Increasing development in embedded system, VLSI and processor design have given rise to increased demands from the system in terms of power, speed, area, throughput etcetera. Most of the sophisticated embedded system applications consist of processors; which now need an arithmetic unit with the ability to execute complex division operations with maximum efficiency. Hence the speed of the arithmetic unit is critically dependent on division operation. Most of the dividers use the SRT division algorithm for division. In IoT and other embedded applications typically radix 2 and radix 4 division algorithms are used. The proposed algorithm lies on parallel execution of various steps so as to reduce time critical path, use fuzzy logic to solve the overlap problem in quotient selection; hence reducing maximum delay and increasing the accuracy. Every logical circuit has a maximum delay on which the timing of the circuit is dependent and the path, causing the maximum delay is known as the critical path. Our approach uses the previous SRT algorithm methods to make a highly parallel pipelined design and use Mamdani model to determine a solution to the overlapping problem to reduce the overall execution time of radix 4 SRT division on 64 bits double precision floating point numbers to 281ns. The design is made using Bluespec System Verilog, synthesized and simulated using Vivado v.2016.1 and implemented on Xilinx VirtexUltraScale FPGA board.
I. INTRODUCTION
For a long time, the chip industry was dependent upon the personal computers and its application. The heart of the PC (personal computers) consists of various devices that follows Moore's Law. The miniaturization of device geometry has changed the landscape of platform of computing. Personal computer's influence on IC design is slowly abraded by the flourishment embedded systems, mobile and portable devices. Embedded systems now dominate every aspect of our life with portable handsets, mobile, tablets, smart IoT based devices etc [1] .
The advent of ubiquitous computing brings with it various challenges-at the technology level, there are several unresolved technical issues concerning the design and implementation of computing architectures that enable dynamic configuration of ubiquitous services on a large scale. [2] .

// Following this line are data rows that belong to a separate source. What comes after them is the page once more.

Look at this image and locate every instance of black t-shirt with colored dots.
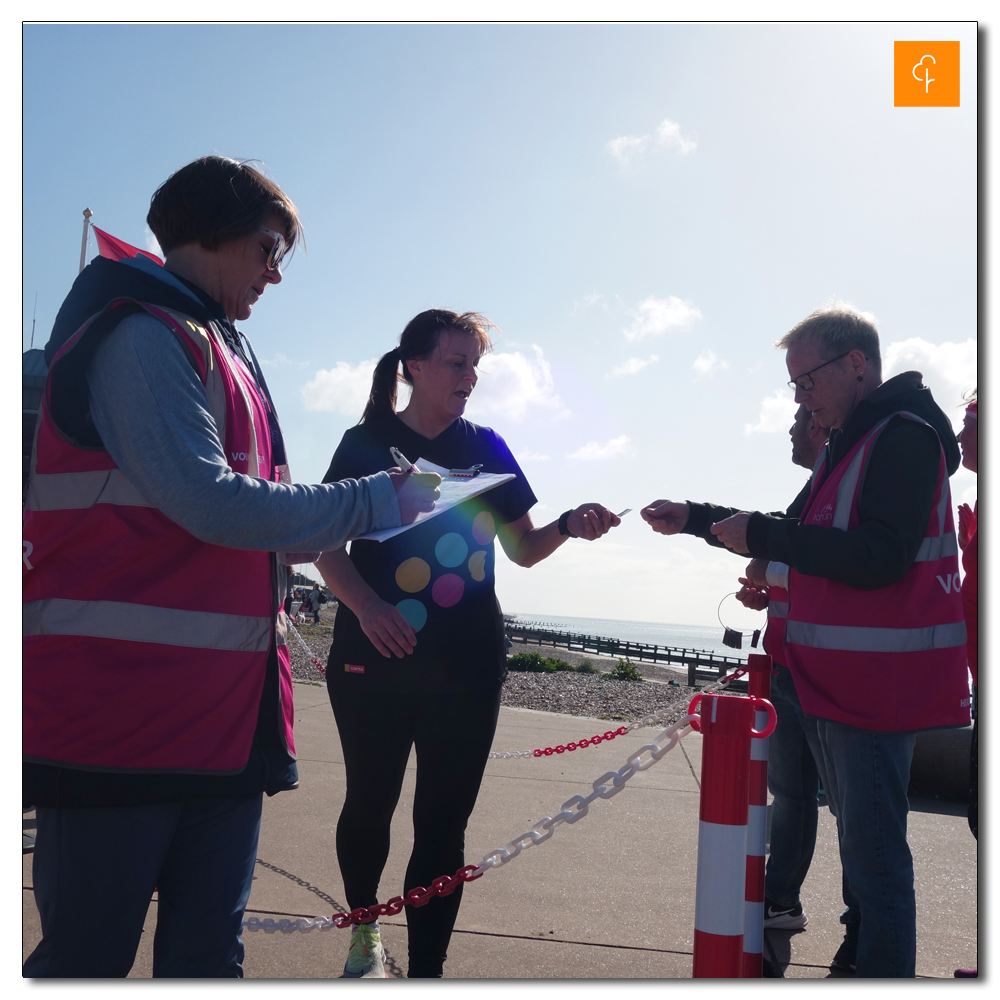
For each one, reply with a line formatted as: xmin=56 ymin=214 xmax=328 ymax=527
xmin=323 ymin=414 xmax=537 ymax=678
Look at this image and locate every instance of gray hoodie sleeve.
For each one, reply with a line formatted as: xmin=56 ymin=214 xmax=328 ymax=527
xmin=87 ymin=314 xmax=400 ymax=552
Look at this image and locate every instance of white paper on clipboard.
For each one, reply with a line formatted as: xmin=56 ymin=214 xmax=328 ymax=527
xmin=358 ymin=458 xmax=517 ymax=542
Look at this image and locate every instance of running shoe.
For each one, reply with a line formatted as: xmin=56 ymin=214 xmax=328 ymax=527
xmin=764 ymin=896 xmax=809 ymax=931
xmin=830 ymin=924 xmax=860 ymax=972
xmin=340 ymin=921 xmax=389 ymax=979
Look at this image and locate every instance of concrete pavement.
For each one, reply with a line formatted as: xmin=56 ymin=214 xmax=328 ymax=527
xmin=23 ymin=684 xmax=977 ymax=979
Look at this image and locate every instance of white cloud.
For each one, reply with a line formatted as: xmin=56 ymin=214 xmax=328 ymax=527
xmin=656 ymin=118 xmax=698 ymax=156
xmin=691 ymin=351 xmax=729 ymax=381
xmin=604 ymin=354 xmax=660 ymax=378
xmin=567 ymin=434 xmax=634 ymax=462
xmin=143 ymin=226 xmax=164 ymax=260
xmin=604 ymin=118 xmax=698 ymax=167
xmin=624 ymin=295 xmax=701 ymax=340
xmin=467 ymin=344 xmax=569 ymax=422
xmin=302 ymin=358 xmax=378 ymax=420
xmin=743 ymin=389 xmax=798 ymax=434
xmin=882 ymin=337 xmax=978 ymax=427
xmin=604 ymin=135 xmax=649 ymax=167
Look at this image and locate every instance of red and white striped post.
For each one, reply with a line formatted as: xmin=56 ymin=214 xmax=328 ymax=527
xmin=688 ymin=694 xmax=776 ymax=979
xmin=743 ymin=653 xmax=771 ymax=979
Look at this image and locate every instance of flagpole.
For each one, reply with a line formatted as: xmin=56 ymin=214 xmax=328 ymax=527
xmin=80 ymin=208 xmax=94 ymax=271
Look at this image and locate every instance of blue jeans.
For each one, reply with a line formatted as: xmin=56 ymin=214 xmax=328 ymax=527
xmin=22 ymin=795 xmax=262 ymax=979
xmin=764 ymin=663 xmax=819 ymax=907
xmin=815 ymin=719 xmax=917 ymax=978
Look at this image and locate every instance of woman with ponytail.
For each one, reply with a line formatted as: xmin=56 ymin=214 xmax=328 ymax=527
xmin=317 ymin=309 xmax=620 ymax=978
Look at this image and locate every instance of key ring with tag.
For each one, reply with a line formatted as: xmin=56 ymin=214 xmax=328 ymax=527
xmin=716 ymin=590 xmax=763 ymax=649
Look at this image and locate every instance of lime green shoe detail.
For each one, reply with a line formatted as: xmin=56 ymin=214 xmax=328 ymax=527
xmin=341 ymin=921 xmax=389 ymax=979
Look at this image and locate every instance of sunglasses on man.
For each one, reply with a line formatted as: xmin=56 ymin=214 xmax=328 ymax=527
xmin=788 ymin=348 xmax=853 ymax=392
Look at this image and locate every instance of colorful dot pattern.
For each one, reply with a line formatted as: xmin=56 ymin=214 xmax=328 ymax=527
xmin=395 ymin=510 xmax=497 ymax=632
xmin=396 ymin=556 xmax=431 ymax=594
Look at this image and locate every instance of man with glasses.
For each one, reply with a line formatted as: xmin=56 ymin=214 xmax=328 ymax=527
xmin=642 ymin=303 xmax=969 ymax=977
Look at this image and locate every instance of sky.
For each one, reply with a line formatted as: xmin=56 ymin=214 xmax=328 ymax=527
xmin=22 ymin=22 xmax=978 ymax=625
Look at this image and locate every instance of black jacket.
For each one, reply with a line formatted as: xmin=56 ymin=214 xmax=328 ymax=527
xmin=684 ymin=372 xmax=962 ymax=590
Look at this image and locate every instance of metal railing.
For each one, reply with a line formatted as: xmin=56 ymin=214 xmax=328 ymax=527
xmin=504 ymin=619 xmax=747 ymax=687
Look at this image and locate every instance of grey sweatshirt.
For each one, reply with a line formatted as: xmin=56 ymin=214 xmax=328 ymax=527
xmin=88 ymin=314 xmax=400 ymax=561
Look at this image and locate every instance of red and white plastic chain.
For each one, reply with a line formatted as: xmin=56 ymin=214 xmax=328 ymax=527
xmin=243 ymin=715 xmax=696 ymax=934
xmin=490 ymin=670 xmax=746 ymax=760
xmin=243 ymin=865 xmax=485 ymax=934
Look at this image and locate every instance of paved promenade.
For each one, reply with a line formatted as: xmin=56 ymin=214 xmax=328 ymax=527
xmin=23 ymin=684 xmax=977 ymax=979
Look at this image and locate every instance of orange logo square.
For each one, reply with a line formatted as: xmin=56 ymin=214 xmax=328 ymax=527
xmin=893 ymin=42 xmax=959 ymax=108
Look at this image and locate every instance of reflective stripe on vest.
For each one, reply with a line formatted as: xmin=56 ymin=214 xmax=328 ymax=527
xmin=23 ymin=300 xmax=294 ymax=773
xmin=22 ymin=597 xmax=272 ymax=653
xmin=784 ymin=411 xmax=969 ymax=732
xmin=785 ymin=621 xmax=966 ymax=653
xmin=25 ymin=469 xmax=155 ymax=510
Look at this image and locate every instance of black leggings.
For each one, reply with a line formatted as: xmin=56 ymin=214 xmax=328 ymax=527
xmin=327 ymin=658 xmax=500 ymax=978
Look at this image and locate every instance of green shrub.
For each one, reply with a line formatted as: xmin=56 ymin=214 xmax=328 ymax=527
xmin=601 ymin=657 xmax=643 ymax=681
xmin=507 ymin=653 xmax=573 ymax=674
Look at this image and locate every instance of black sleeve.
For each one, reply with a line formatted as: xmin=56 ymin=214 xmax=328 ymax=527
xmin=681 ymin=500 xmax=740 ymax=549
xmin=483 ymin=428 xmax=538 ymax=524
xmin=681 ymin=496 xmax=809 ymax=555
xmin=323 ymin=427 xmax=382 ymax=483
xmin=747 ymin=419 xmax=941 ymax=590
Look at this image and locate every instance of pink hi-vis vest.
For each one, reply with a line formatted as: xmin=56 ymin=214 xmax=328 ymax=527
xmin=23 ymin=299 xmax=295 ymax=774
xmin=784 ymin=411 xmax=969 ymax=732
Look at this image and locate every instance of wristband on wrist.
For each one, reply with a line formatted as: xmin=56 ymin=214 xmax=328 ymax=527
xmin=559 ymin=510 xmax=576 ymax=538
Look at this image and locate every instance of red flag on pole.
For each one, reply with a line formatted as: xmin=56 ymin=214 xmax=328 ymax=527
xmin=90 ymin=225 xmax=163 ymax=266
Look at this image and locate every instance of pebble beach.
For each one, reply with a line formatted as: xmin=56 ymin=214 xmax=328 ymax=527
xmin=288 ymin=607 xmax=694 ymax=722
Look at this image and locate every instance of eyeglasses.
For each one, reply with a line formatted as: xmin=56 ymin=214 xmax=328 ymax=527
xmin=788 ymin=351 xmax=851 ymax=392
xmin=257 ymin=226 xmax=288 ymax=271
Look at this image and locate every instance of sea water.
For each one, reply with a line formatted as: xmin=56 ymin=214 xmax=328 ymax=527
xmin=507 ymin=613 xmax=752 ymax=657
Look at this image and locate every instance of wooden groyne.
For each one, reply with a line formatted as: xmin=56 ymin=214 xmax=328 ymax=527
xmin=503 ymin=618 xmax=747 ymax=687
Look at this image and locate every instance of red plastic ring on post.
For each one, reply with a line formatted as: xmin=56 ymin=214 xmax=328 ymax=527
xmin=688 ymin=692 xmax=705 ymax=733
xmin=750 ymin=695 xmax=778 ymax=740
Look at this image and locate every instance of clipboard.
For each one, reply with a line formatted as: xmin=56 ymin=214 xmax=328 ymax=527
xmin=358 ymin=458 xmax=517 ymax=542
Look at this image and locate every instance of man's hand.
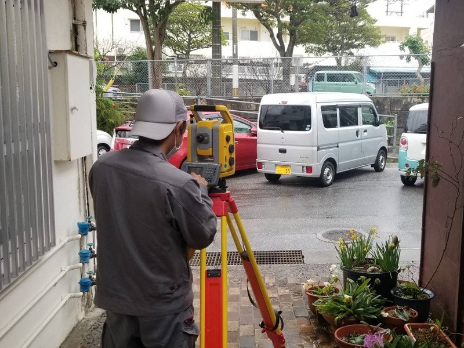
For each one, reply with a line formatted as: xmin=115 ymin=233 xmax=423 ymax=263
xmin=191 ymin=173 xmax=208 ymax=186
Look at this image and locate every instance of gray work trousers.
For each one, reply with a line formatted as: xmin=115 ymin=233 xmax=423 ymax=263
xmin=102 ymin=306 xmax=200 ymax=348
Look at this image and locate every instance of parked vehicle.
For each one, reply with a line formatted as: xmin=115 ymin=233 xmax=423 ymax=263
xmin=312 ymin=71 xmax=375 ymax=95
xmin=256 ymin=93 xmax=387 ymax=186
xmin=97 ymin=130 xmax=113 ymax=157
xmin=398 ymin=103 xmax=429 ymax=186
xmin=113 ymin=112 xmax=256 ymax=170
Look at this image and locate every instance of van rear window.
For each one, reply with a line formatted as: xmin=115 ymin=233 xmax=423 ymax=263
xmin=259 ymin=105 xmax=311 ymax=131
xmin=404 ymin=110 xmax=428 ymax=134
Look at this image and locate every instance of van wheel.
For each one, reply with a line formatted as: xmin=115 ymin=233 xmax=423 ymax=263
xmin=374 ymin=149 xmax=387 ymax=172
xmin=400 ymin=175 xmax=417 ymax=186
xmin=319 ymin=161 xmax=335 ymax=187
xmin=264 ymin=173 xmax=280 ymax=182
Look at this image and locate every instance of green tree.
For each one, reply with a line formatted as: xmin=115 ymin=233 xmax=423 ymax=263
xmin=164 ymin=2 xmax=227 ymax=76
xmin=400 ymin=35 xmax=430 ymax=86
xmin=93 ymin=0 xmax=185 ymax=88
xmin=231 ymin=0 xmax=318 ymax=86
xmin=298 ymin=0 xmax=382 ymax=68
xmin=94 ymin=49 xmax=129 ymax=134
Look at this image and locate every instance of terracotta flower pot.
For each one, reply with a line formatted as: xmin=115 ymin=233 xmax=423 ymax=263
xmin=404 ymin=323 xmax=457 ymax=348
xmin=334 ymin=324 xmax=392 ymax=348
xmin=321 ymin=313 xmax=360 ymax=330
xmin=305 ymin=285 xmax=340 ymax=315
xmin=382 ymin=306 xmax=419 ymax=335
xmin=391 ymin=287 xmax=434 ymax=323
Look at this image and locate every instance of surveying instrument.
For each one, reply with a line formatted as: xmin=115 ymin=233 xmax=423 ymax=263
xmin=181 ymin=105 xmax=285 ymax=348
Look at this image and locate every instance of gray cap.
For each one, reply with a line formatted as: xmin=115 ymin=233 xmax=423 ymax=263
xmin=131 ymin=89 xmax=187 ymax=140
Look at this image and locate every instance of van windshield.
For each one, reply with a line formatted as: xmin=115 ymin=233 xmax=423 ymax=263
xmin=404 ymin=110 xmax=428 ymax=134
xmin=259 ymin=105 xmax=311 ymax=132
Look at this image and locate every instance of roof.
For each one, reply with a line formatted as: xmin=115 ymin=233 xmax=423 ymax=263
xmin=369 ymin=66 xmax=430 ymax=73
xmin=261 ymin=92 xmax=371 ymax=105
xmin=316 ymin=70 xmax=360 ymax=74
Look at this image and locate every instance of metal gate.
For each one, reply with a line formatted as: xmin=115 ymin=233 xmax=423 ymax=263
xmin=0 ymin=0 xmax=55 ymax=290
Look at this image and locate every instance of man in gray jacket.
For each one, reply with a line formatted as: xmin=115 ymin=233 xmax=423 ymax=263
xmin=89 ymin=89 xmax=217 ymax=348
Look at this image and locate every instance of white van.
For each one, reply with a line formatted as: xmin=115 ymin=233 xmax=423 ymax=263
xmin=398 ymin=103 xmax=429 ymax=186
xmin=256 ymin=92 xmax=387 ymax=186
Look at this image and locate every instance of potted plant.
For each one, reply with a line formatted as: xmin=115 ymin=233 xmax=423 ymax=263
xmin=404 ymin=323 xmax=457 ymax=348
xmin=335 ymin=228 xmax=400 ymax=298
xmin=314 ymin=278 xmax=386 ymax=329
xmin=380 ymin=306 xmax=419 ymax=334
xmin=303 ymin=265 xmax=340 ymax=315
xmin=334 ymin=324 xmax=392 ymax=348
xmin=391 ymin=282 xmax=434 ymax=323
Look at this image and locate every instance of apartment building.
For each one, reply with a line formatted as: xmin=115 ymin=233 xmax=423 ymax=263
xmin=94 ymin=0 xmax=435 ymax=58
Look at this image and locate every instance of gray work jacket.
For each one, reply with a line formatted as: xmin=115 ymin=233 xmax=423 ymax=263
xmin=89 ymin=142 xmax=217 ymax=316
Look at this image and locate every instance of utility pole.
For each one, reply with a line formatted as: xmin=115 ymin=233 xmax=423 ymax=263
xmin=211 ymin=1 xmax=222 ymax=97
xmin=232 ymin=7 xmax=238 ymax=97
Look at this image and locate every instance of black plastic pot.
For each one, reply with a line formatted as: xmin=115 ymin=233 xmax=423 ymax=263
xmin=341 ymin=267 xmax=399 ymax=299
xmin=391 ymin=287 xmax=435 ymax=323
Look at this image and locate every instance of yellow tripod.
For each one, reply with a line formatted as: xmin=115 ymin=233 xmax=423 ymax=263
xmin=200 ymin=190 xmax=285 ymax=348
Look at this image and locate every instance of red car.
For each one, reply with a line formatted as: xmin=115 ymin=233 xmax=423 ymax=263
xmin=113 ymin=112 xmax=256 ymax=170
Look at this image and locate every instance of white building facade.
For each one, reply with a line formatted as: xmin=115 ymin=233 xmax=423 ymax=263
xmin=94 ymin=0 xmax=434 ymax=58
xmin=0 ymin=0 xmax=97 ymax=348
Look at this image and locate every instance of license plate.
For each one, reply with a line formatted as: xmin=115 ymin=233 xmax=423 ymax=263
xmin=276 ymin=166 xmax=292 ymax=174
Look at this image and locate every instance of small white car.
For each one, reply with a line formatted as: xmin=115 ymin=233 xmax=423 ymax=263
xmin=97 ymin=130 xmax=113 ymax=157
xmin=398 ymin=103 xmax=429 ymax=186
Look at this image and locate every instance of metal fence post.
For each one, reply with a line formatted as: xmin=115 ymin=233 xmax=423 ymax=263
xmin=147 ymin=60 xmax=153 ymax=89
xmin=269 ymin=58 xmax=274 ymax=94
xmin=174 ymin=57 xmax=178 ymax=91
xmin=206 ymin=59 xmax=211 ymax=97
xmin=362 ymin=56 xmax=367 ymax=93
xmin=295 ymin=61 xmax=300 ymax=93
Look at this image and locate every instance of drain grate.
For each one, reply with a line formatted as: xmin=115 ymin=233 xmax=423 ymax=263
xmin=190 ymin=250 xmax=304 ymax=267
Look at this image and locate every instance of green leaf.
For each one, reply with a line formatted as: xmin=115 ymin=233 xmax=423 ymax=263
xmin=395 ymin=307 xmax=409 ymax=321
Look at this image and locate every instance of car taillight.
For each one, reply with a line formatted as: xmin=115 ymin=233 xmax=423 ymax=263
xmin=400 ymin=137 xmax=408 ymax=149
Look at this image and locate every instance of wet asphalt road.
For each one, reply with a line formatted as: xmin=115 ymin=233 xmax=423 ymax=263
xmin=208 ymin=163 xmax=424 ymax=263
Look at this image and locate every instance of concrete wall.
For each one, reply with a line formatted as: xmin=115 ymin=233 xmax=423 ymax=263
xmin=0 ymin=0 xmax=96 ymax=347
xmin=371 ymin=96 xmax=429 ymax=135
xmin=420 ymin=0 xmax=464 ymax=340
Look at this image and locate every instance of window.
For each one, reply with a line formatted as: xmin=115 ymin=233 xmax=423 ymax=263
xmin=321 ymin=105 xmax=337 ymax=128
xmin=259 ymin=105 xmax=311 ymax=132
xmin=327 ymin=73 xmax=340 ymax=82
xmin=240 ymin=29 xmax=258 ymax=41
xmin=129 ymin=19 xmax=142 ymax=32
xmin=339 ymin=74 xmax=356 ymax=82
xmin=316 ymin=73 xmax=324 ymax=82
xmin=234 ymin=118 xmax=251 ymax=133
xmin=361 ymin=106 xmax=378 ymax=126
xmin=338 ymin=106 xmax=358 ymax=127
xmin=404 ymin=110 xmax=428 ymax=134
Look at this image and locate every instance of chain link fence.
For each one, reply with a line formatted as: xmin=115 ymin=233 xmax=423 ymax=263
xmin=97 ymin=55 xmax=430 ymax=99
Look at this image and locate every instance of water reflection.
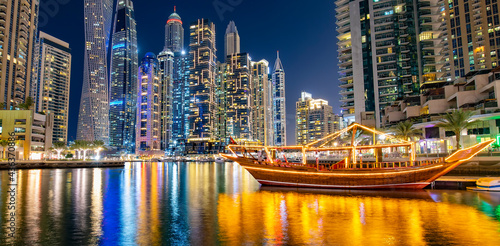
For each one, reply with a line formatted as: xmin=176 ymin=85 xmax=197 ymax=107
xmin=0 ymin=163 xmax=500 ymax=245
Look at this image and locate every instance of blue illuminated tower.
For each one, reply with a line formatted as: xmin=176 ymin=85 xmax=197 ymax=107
xmin=77 ymin=0 xmax=113 ymax=144
xmin=136 ymin=52 xmax=163 ymax=156
xmin=272 ymin=52 xmax=286 ymax=146
xmin=109 ymin=0 xmax=138 ymax=153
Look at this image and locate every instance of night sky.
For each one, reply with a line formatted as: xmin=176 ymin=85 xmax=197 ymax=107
xmin=40 ymin=0 xmax=340 ymax=144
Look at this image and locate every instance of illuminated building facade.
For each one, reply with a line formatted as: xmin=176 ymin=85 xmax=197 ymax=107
xmin=109 ymin=0 xmax=139 ymax=153
xmin=136 ymin=53 xmax=164 ymax=156
xmin=188 ymin=19 xmax=217 ymax=142
xmin=251 ymin=60 xmax=273 ymax=146
xmin=0 ymin=110 xmax=54 ymax=160
xmin=164 ymin=7 xmax=184 ymax=53
xmin=295 ymin=92 xmax=339 ymax=145
xmin=77 ymin=0 xmax=113 ymax=144
xmin=224 ymin=21 xmax=240 ymax=57
xmin=335 ymin=0 xmax=449 ymax=127
xmin=31 ymin=32 xmax=71 ymax=143
xmin=168 ymin=51 xmax=189 ymax=155
xmin=158 ymin=49 xmax=174 ymax=150
xmin=271 ymin=52 xmax=286 ymax=146
xmin=0 ymin=0 xmax=39 ymax=109
xmin=225 ymin=53 xmax=253 ymax=141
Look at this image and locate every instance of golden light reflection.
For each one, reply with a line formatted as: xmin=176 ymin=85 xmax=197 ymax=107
xmin=217 ymin=191 xmax=500 ymax=245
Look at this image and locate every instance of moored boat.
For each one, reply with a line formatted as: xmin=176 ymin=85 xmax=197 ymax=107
xmin=467 ymin=177 xmax=500 ymax=192
xmin=221 ymin=123 xmax=495 ymax=189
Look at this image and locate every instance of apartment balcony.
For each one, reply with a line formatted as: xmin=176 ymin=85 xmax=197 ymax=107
xmin=340 ymin=94 xmax=354 ymax=103
xmin=378 ymin=80 xmax=398 ymax=88
xmin=340 ymin=102 xmax=354 ymax=110
xmin=339 ymin=73 xmax=352 ymax=81
xmin=339 ymin=80 xmax=353 ymax=88
xmin=339 ymin=88 xmax=354 ymax=96
xmin=335 ymin=0 xmax=349 ymax=7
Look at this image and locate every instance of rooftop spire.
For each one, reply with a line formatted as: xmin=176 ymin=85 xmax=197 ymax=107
xmin=274 ymin=50 xmax=283 ymax=71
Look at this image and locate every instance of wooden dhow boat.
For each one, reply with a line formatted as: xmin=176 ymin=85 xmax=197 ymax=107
xmin=221 ymin=123 xmax=495 ymax=189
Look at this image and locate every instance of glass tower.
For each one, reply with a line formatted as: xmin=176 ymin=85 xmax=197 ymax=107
xmin=0 ymin=0 xmax=39 ymax=109
xmin=189 ymin=19 xmax=217 ymax=141
xmin=77 ymin=0 xmax=113 ymax=144
xmin=272 ymin=52 xmax=286 ymax=146
xmin=165 ymin=7 xmax=184 ymax=53
xmin=109 ymin=0 xmax=139 ymax=153
xmin=32 ymin=32 xmax=71 ymax=143
xmin=136 ymin=52 xmax=163 ymax=156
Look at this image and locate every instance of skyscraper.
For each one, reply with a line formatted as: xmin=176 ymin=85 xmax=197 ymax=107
xmin=189 ymin=19 xmax=217 ymax=140
xmin=169 ymin=51 xmax=189 ymax=155
xmin=224 ymin=21 xmax=240 ymax=58
xmin=158 ymin=49 xmax=174 ymax=150
xmin=0 ymin=0 xmax=39 ymax=109
xmin=251 ymin=60 xmax=273 ymax=146
xmin=272 ymin=52 xmax=286 ymax=146
xmin=77 ymin=0 xmax=113 ymax=144
xmin=295 ymin=92 xmax=338 ymax=145
xmin=335 ymin=0 xmax=449 ymax=126
xmin=165 ymin=7 xmax=184 ymax=53
xmin=224 ymin=53 xmax=253 ymax=141
xmin=32 ymin=32 xmax=71 ymax=143
xmin=136 ymin=52 xmax=163 ymax=155
xmin=109 ymin=0 xmax=139 ymax=153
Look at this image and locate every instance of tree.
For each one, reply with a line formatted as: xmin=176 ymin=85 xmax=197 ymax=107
xmin=391 ymin=120 xmax=422 ymax=141
xmin=436 ymin=109 xmax=479 ymax=150
xmin=92 ymin=140 xmax=106 ymax=158
xmin=71 ymin=140 xmax=82 ymax=159
xmin=52 ymin=142 xmax=66 ymax=159
xmin=0 ymin=139 xmax=9 ymax=159
xmin=18 ymin=97 xmax=35 ymax=110
xmin=80 ymin=140 xmax=92 ymax=161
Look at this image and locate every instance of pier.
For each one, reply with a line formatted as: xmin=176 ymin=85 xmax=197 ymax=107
xmin=0 ymin=160 xmax=125 ymax=170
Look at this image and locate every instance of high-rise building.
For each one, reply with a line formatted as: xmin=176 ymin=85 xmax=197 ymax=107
xmin=164 ymin=7 xmax=184 ymax=53
xmin=31 ymin=32 xmax=71 ymax=143
xmin=0 ymin=0 xmax=39 ymax=109
xmin=251 ymin=60 xmax=273 ymax=146
xmin=224 ymin=53 xmax=253 ymax=141
xmin=168 ymin=51 xmax=189 ymax=155
xmin=272 ymin=52 xmax=286 ymax=146
xmin=224 ymin=21 xmax=240 ymax=58
xmin=442 ymin=0 xmax=500 ymax=81
xmin=189 ymin=19 xmax=217 ymax=141
xmin=295 ymin=92 xmax=338 ymax=145
xmin=109 ymin=0 xmax=139 ymax=153
xmin=215 ymin=62 xmax=231 ymax=144
xmin=136 ymin=52 xmax=163 ymax=155
xmin=158 ymin=49 xmax=174 ymax=150
xmin=77 ymin=0 xmax=113 ymax=144
xmin=335 ymin=0 xmax=449 ymax=126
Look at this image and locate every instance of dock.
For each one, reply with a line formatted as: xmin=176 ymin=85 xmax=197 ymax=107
xmin=0 ymin=160 xmax=125 ymax=170
xmin=425 ymin=176 xmax=484 ymax=190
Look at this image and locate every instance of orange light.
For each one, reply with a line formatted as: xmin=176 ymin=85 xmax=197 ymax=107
xmin=243 ymin=164 xmax=443 ymax=176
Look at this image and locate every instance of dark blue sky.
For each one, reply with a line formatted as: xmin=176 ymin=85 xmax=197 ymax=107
xmin=40 ymin=0 xmax=340 ymax=144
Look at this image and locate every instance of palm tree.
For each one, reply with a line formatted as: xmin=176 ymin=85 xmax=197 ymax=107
xmin=391 ymin=120 xmax=422 ymax=141
xmin=436 ymin=109 xmax=478 ymax=150
xmin=52 ymin=142 xmax=66 ymax=159
xmin=80 ymin=140 xmax=92 ymax=161
xmin=18 ymin=97 xmax=35 ymax=110
xmin=71 ymin=140 xmax=82 ymax=159
xmin=0 ymin=139 xmax=9 ymax=159
xmin=92 ymin=140 xmax=106 ymax=160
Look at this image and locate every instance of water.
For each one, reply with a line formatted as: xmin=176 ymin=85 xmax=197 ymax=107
xmin=0 ymin=163 xmax=500 ymax=245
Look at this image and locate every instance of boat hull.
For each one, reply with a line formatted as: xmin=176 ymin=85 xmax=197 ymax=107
xmin=223 ymin=155 xmax=460 ymax=189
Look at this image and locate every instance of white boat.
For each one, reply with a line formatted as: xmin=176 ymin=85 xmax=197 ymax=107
xmin=467 ymin=177 xmax=500 ymax=191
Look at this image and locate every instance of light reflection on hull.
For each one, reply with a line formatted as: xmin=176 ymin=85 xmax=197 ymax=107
xmin=0 ymin=163 xmax=500 ymax=245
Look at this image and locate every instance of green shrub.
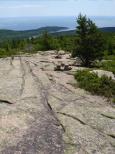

Portability, power efficiency, computational heterogeneity, throughput, speed are various parameters and areas of concern in the design of embedded systems. A significant amount of change in the architecture and algorithm is required to align with the design constraints and requirements as mentioned earlier. Ironically, even after fifty years of enormous research into altering and changing almost every technology in integrated circuit design, the fundamental arithmetic operations and algebraic structures used in the prevalent embedded systems are still based on the convention arithmetic units used in personal computers. There is a dire need for increased parallelism and modularity in various operations in an arithmetic unit. Further, the most complex operation in the arithmetic unit is a division operation taking up the maximum time and number of cycles. Division is vital and extensively used almost every computer architecture in a microprocessor. Although its occurrence is rare, the performances will deteriorate considerably if division occurs. Traditionally division in most floating point arithmetic units is implemented mainly by either Goldschmidt's/Newton Raphson algorithm or SRT division method [2] .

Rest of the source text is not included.